Na vida pessoal, ultrapassar problemas parecia mesmo ser uma especialidade. Começou a trabalhar aos sete anos de idade. Circulando pelo interior de Minas Gerais, chegou a dormir no chão do corredor de uma pensão, sem ter dinheiro para pagar um quarto. Foi vendedor de cereais, roupas e macarrão. Era dos bons. Com o apoio de um dos irmãos, montou sua primeira loja, a Queimadeira, em Caratinga, no ano de 1950. Mas queria mais. Foi mudando de área, sempre no comércio, até encontrar o parceiro Luiz Ferreira e com ele fundar a Companhia de Tecidos do Norte de Minas, a Coteminas, em 1969. Sete anos depois, inaugurava a fábrica de tecidos mais moderna do Brasil daquela quadra. Hoje, a companhia é um gigante com cerca de R$ 2,4 bilhões de faturamento a cada ano e onze fábricas espalhadas pelo país.

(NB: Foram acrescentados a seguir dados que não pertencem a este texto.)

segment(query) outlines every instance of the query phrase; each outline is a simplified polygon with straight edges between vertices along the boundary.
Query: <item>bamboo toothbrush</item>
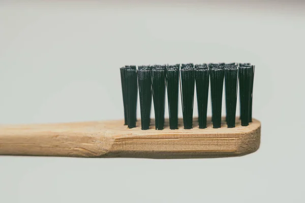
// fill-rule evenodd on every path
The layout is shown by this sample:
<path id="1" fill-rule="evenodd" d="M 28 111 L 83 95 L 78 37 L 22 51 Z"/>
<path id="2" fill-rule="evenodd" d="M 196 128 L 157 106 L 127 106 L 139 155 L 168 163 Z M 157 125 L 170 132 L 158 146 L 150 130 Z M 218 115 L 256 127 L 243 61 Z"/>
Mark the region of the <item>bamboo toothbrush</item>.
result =
<path id="1" fill-rule="evenodd" d="M 189 63 L 120 71 L 124 120 L 0 125 L 0 154 L 179 158 L 240 156 L 259 148 L 260 122 L 252 117 L 254 65 Z M 183 119 L 178 118 L 179 86 Z M 195 86 L 198 118 L 193 118 Z M 210 87 L 211 118 L 207 117 Z M 235 118 L 238 89 L 240 119 Z M 164 118 L 166 89 L 169 119 Z M 155 119 L 150 117 L 152 103 Z"/>

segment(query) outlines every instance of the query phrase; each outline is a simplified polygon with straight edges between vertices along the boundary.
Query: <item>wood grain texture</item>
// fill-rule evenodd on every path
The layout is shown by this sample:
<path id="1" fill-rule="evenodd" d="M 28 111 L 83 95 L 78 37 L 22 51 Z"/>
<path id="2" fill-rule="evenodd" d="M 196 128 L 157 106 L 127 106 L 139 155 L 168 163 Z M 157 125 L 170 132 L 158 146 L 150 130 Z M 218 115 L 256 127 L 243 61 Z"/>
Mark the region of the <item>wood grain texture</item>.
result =
<path id="1" fill-rule="evenodd" d="M 241 156 L 256 151 L 260 142 L 260 122 L 256 119 L 235 128 L 170 130 L 168 120 L 162 130 L 128 129 L 124 121 L 0 125 L 0 154 L 81 157 L 205 158 Z"/>

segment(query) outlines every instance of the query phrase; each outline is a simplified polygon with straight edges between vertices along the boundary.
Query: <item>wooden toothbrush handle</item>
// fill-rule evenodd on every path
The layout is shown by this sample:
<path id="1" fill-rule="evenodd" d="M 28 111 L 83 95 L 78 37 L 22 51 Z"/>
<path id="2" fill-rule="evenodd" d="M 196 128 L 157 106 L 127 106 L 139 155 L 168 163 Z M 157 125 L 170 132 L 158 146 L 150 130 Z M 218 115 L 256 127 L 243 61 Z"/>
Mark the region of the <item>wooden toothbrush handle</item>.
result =
<path id="1" fill-rule="evenodd" d="M 99 157 L 106 152 L 103 131 L 96 122 L 0 125 L 0 154 Z"/>
<path id="2" fill-rule="evenodd" d="M 241 156 L 256 151 L 260 142 L 260 122 L 253 119 L 242 126 L 171 130 L 168 119 L 162 130 L 129 129 L 124 121 L 48 124 L 0 125 L 0 155 L 81 157 L 204 158 Z"/>

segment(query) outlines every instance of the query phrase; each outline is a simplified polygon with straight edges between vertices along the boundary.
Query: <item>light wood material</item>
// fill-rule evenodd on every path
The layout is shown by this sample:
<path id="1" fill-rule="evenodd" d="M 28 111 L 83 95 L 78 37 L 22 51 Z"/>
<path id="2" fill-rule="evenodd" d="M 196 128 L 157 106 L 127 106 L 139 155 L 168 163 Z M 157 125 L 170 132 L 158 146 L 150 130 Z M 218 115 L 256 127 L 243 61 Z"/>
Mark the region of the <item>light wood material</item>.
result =
<path id="1" fill-rule="evenodd" d="M 259 147 L 260 122 L 248 126 L 162 130 L 128 129 L 124 121 L 106 121 L 47 124 L 0 125 L 0 154 L 82 157 L 179 158 L 241 156 Z M 152 120 L 152 123 L 154 121 Z"/>

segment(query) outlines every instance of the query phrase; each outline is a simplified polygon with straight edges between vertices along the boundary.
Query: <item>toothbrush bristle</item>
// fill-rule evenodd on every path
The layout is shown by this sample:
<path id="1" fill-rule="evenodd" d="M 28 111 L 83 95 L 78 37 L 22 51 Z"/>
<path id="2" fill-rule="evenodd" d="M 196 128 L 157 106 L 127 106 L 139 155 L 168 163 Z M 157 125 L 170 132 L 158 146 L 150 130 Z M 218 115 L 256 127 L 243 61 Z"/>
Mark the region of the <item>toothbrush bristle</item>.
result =
<path id="1" fill-rule="evenodd" d="M 195 69 L 193 63 L 182 64 L 180 70 L 180 89 L 185 129 L 193 127 Z"/>
<path id="2" fill-rule="evenodd" d="M 241 125 L 249 125 L 250 119 L 251 89 L 253 83 L 254 67 L 249 64 L 240 64 L 238 67 L 239 96 L 240 100 L 240 119 Z"/>
<path id="3" fill-rule="evenodd" d="M 252 121 L 255 67 L 249 63 L 141 65 L 137 70 L 136 65 L 123 66 L 120 69 L 120 73 L 125 125 L 128 125 L 130 128 L 136 127 L 139 88 L 141 129 L 149 129 L 151 103 L 153 103 L 156 129 L 163 129 L 166 89 L 169 128 L 178 129 L 180 87 L 184 127 L 185 129 L 192 128 L 196 84 L 199 128 L 207 127 L 209 88 L 211 92 L 212 126 L 214 128 L 221 127 L 224 82 L 225 119 L 227 127 L 235 127 L 238 85 L 241 125 L 248 126 Z M 209 127 L 207 126 L 207 127 Z"/>
<path id="4" fill-rule="evenodd" d="M 208 64 L 208 68 L 211 83 L 213 128 L 218 128 L 221 126 L 221 110 L 225 75 L 224 64 L 210 63 Z"/>
<path id="5" fill-rule="evenodd" d="M 133 67 L 126 66 L 121 69 L 123 75 L 124 86 L 122 85 L 123 95 L 125 92 L 125 108 L 126 108 L 127 125 L 132 128 L 136 127 L 138 84 L 136 71 Z"/>
<path id="6" fill-rule="evenodd" d="M 235 63 L 225 65 L 226 121 L 228 127 L 234 127 L 237 100 L 237 66 Z"/>
<path id="7" fill-rule="evenodd" d="M 151 108 L 151 68 L 143 65 L 138 67 L 138 83 L 141 111 L 141 128 L 149 128 Z"/>
<path id="8" fill-rule="evenodd" d="M 166 71 L 169 128 L 178 129 L 178 97 L 180 64 L 168 65 Z"/>
<path id="9" fill-rule="evenodd" d="M 209 76 L 208 69 L 206 63 L 195 65 L 199 128 L 206 128 Z"/>
<path id="10" fill-rule="evenodd" d="M 152 99 L 155 109 L 156 129 L 164 128 L 165 105 L 165 66 L 154 65 L 151 69 Z"/>

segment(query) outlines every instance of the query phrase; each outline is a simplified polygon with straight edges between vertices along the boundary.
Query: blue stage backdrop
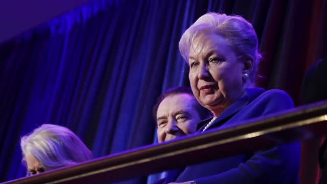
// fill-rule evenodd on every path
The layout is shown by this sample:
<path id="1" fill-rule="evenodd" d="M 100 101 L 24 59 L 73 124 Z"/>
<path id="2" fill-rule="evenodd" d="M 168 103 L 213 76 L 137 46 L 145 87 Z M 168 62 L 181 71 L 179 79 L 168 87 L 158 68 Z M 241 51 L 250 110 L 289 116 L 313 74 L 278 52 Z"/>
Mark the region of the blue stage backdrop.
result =
<path id="1" fill-rule="evenodd" d="M 3 43 L 0 182 L 25 175 L 20 137 L 43 123 L 72 129 L 97 157 L 154 143 L 156 98 L 189 85 L 179 38 L 207 12 L 253 24 L 265 58 L 258 85 L 300 105 L 305 72 L 327 48 L 326 1 L 305 2 L 94 0 Z"/>

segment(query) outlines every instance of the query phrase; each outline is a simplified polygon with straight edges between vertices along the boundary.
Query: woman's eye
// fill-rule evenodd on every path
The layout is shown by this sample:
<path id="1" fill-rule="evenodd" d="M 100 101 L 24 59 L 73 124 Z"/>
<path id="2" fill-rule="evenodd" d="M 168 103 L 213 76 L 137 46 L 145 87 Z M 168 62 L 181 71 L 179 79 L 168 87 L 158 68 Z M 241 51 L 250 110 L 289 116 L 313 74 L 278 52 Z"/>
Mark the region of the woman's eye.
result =
<path id="1" fill-rule="evenodd" d="M 211 58 L 209 59 L 209 64 L 216 64 L 220 63 L 223 61 L 223 59 L 218 57 Z"/>
<path id="2" fill-rule="evenodd" d="M 36 174 L 36 172 L 35 172 L 35 171 L 30 171 L 30 175 L 34 175 L 35 174 Z"/>
<path id="3" fill-rule="evenodd" d="M 190 67 L 193 68 L 199 65 L 199 63 L 196 62 L 193 62 L 190 64 Z"/>

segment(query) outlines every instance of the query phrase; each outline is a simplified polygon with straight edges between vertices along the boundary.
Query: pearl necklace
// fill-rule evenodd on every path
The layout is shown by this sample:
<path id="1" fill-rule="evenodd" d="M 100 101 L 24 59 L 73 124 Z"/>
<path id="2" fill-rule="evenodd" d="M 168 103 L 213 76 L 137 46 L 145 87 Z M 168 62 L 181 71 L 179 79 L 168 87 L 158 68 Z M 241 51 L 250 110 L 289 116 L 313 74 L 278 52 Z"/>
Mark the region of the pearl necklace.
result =
<path id="1" fill-rule="evenodd" d="M 204 127 L 204 128 L 203 128 L 203 130 L 202 130 L 202 132 L 206 130 L 208 128 L 209 128 L 210 125 L 211 125 L 211 124 L 213 123 L 214 123 L 214 121 L 215 121 L 215 120 L 216 120 L 216 118 L 217 118 L 216 117 L 214 117 L 214 118 L 213 118 L 212 120 L 210 120 L 210 122 L 209 122 L 209 123 L 208 123 L 208 124 L 206 124 L 206 125 L 205 125 L 205 126 Z"/>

“NOSSO ETERNO VICE-PRESIDENTE” - Na vida política, Alencar foi sempre ativo. Com um profundo sentimento de mineridade, elegeu-se presidente da Federação das Indústrias do Estado (Fiemg) e vice-presidente da Confederação Nacional das Indústrias (CNI). Em 1998, pelo PMDB, recebeu quase três milhões de votos dos mineiros e tornou-se senador pelo Estado. Pelo PL, para o qual se transferiu, concorreu ao cargo de vice-presidente, em 2002, na chapa encabeçada por Lula. Como mostra a história, elegeu-se e reelegeu-se, acumulou a função com o cargo de ministro da Defesa, entre 2004 e 2006, e jamais se mostrou acomodado pelo conforto da situação. Bateu-se publicamente contra as taxas de juros, mas nunca foi desleal à liderança de Lula. Ao contrário, a amizade pessoal entre eles só fez aumentar com o tempo. Em janeiro deste ano, recebeu das mãos da presidente Dilma Rousseff a medalha 25 de janeiro, dedicada pela Prefeitura de São Paulo. Foi saudado por ela como “nosso eterno vice-presidente”. Em retribuição, José Alencar reafirmou sua fé na vida. “Não posso me queixar”, disse. “A situação está tão boa que não tem como melhorar, todo mundo está rezando por mim”.